La chaleur occupe une place spéciale dans notre vocabulaire pour décrire nos états d’esprit. Les expressions langagières comme «ça va chauffer», «bouillir de colère», «être brûlé», «pèter le feu», «ni chaud ni froid» sont là pour le démontrer. Dans toutes les langues et les cultures, le «chaud», c’est la vie, le cœur qui bat. La chaleur provoque des changements physiologiques qui se mesurent dans le sang et le métabolisme. Des hormones connues pour exacerber des comportements agressifs et violents sont relâchées dans le corps quand il fait trop chaud.
Au cours de la Première Guerre mondiale, des millions de soldats ont été déployés partout dans le monde pour la première fois dans l’histoire. Sans raison apparente, des hommes hautement entrainés pour des fonctions vitales, comme le télégraphe, devenaient inefficaces dès qu’ils mettaient le pied dans un pays au climat tropical. En étudiant les réactions de ces hommes, les scientifiques de l’armée ont fait alors une trouvaille. Bien que les soldats affectés par la chaleur admettaient se sentir plutôt incommodés, ils ne réalisaient pas être en train de devenir de plus en plus incompétents. Bref, les effets psychologiques de la chaleur ressemblent étrangement à ceux de la fatigue. On reconnait que ça ne va pas bien, mais on se croit capable de travailler quand même. En d’autres mots, lorsque les soldats étaient écrasés par la chaleur et l’humidité, les hommes perdaient leur habileté à penser clairement et à juger de leur travail de façon objective. Le British Journal of Industrial Medecine, dans les années 1920, décrivait cet effet psychologique comme : «une tendance à être satisfait de ses efforts et blâmer les autres ou la machine pour tout ce qui va mal.»
À l’époque des colonies britanniques et françaises, alors que les échanges commerciaux entre les régions tropicales et l’Europe s’accéléraient, les compagnies maritimes qui envoyaient leurs bateaux sous les Tropiques remarquaient des problèmes avec leurs équipages. Il y avait plus d’indiscipline, de mauvaises attitudes, plus d’accidents et de maladies. On croyait que le mal du pays était à l’origine du problème. En réalité, c’était la chaleur.
La mutinerie du Bounty : un coup de chaleur
La célèbre mutinerie du HMS Bounty, un navire britannique qui a fait l’objet de 4 films, 52 livres et d’une pièce de théâtre est un exemple frappant des effets de la chaleur sur les hommes. Le bateau avait été acheté par la Royal Navy pour naviguer jusqu'à Tahiti, embarquer des plantes et les emmener aux Antilles où elles seraient cultivées pour nourrir les esclaves.
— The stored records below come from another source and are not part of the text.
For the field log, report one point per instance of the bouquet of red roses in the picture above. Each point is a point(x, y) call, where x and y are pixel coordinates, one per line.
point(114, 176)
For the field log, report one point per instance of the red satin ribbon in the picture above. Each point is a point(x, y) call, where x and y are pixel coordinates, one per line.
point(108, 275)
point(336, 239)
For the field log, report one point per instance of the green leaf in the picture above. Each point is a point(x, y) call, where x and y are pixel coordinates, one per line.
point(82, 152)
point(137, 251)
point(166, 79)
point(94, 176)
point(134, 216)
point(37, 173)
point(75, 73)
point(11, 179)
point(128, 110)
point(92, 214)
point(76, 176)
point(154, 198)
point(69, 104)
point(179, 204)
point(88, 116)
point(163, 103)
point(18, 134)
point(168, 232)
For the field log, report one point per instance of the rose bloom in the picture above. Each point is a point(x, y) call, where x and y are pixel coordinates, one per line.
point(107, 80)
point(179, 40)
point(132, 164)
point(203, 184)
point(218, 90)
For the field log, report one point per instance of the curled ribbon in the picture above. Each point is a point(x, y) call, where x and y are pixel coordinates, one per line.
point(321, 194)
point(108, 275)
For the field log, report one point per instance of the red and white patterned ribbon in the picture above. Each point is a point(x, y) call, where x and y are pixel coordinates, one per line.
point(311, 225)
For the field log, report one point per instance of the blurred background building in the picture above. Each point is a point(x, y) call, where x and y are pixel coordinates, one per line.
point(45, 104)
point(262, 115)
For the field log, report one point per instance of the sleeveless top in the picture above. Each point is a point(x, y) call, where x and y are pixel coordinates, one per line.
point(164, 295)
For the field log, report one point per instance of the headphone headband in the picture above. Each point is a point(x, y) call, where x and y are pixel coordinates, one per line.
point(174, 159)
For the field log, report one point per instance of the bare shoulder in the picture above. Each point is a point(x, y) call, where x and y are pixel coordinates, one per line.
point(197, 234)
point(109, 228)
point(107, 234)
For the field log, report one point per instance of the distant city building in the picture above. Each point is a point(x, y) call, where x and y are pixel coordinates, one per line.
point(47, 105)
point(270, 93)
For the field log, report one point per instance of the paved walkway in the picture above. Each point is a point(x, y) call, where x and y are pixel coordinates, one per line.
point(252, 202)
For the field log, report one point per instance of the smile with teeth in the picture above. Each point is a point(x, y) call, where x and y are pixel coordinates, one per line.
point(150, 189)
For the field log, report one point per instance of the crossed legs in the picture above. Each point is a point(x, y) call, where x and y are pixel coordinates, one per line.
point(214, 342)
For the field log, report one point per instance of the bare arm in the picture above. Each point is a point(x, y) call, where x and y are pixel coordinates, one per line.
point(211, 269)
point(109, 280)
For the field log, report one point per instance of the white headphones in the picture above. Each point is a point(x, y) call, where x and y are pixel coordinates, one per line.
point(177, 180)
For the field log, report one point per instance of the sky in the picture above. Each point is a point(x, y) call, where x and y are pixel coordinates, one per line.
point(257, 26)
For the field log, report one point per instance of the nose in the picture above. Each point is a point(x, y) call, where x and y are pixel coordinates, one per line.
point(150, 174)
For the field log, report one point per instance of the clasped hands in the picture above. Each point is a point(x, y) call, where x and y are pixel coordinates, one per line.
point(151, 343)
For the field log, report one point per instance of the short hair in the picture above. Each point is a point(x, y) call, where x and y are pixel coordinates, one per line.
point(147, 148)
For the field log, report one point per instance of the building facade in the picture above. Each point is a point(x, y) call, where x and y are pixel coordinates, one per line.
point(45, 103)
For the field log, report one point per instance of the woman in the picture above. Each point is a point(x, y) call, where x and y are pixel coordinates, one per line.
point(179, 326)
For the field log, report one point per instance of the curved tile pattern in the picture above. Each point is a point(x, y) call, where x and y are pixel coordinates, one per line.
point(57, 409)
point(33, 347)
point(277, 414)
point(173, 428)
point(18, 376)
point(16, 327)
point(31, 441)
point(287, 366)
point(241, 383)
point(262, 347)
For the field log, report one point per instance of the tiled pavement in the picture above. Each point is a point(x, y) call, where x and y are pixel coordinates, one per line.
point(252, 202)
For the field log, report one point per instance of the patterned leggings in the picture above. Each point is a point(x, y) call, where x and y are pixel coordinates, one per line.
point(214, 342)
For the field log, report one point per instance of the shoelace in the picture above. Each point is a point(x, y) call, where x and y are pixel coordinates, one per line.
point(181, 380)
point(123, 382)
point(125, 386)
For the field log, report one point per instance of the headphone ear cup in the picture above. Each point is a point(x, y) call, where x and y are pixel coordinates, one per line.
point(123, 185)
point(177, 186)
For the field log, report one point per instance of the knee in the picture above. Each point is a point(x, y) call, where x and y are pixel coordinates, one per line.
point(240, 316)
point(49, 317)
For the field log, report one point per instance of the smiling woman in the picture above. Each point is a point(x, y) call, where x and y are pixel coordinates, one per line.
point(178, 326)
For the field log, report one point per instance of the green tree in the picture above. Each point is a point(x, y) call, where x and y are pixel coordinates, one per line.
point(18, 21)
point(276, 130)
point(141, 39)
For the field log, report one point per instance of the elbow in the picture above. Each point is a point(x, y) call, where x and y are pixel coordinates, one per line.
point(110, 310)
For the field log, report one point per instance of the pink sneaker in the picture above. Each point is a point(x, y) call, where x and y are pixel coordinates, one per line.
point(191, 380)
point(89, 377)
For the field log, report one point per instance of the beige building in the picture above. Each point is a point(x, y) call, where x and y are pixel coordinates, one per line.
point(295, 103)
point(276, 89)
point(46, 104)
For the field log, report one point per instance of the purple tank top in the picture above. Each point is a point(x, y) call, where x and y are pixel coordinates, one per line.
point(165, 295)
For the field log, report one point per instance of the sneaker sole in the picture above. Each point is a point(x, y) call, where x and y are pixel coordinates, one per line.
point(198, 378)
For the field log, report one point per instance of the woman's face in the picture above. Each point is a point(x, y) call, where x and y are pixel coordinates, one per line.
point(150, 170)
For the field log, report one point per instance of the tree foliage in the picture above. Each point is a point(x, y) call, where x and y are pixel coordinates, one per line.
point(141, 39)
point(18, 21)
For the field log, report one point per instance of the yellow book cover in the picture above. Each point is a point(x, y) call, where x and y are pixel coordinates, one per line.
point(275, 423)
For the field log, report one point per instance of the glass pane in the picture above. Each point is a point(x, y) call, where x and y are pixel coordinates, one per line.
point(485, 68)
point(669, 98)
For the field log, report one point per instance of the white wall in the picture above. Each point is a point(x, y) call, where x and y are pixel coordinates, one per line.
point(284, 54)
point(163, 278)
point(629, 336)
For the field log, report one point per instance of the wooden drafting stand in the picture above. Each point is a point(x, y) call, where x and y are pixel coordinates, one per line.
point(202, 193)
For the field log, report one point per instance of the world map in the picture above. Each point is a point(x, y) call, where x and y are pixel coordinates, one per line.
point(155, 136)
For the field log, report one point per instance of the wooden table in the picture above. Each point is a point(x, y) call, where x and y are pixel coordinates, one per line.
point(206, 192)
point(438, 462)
En 1788, après 10 mois de traversée, le Bounty atteint Tahiti. Pendant cinq mois, l’équipage vit à terre et s’acclimate. Le 4 avril 1789, c’est le voyage de retour. Le bateau met le cap sur le nord. Quelques jours plus tard, la mutinerie éclate à bord. Habitué à la chaleur et à un rythme de vie tropical, l’équipage avait préféré se révolter contre sa Majesté plutôt que se remettre au boulot!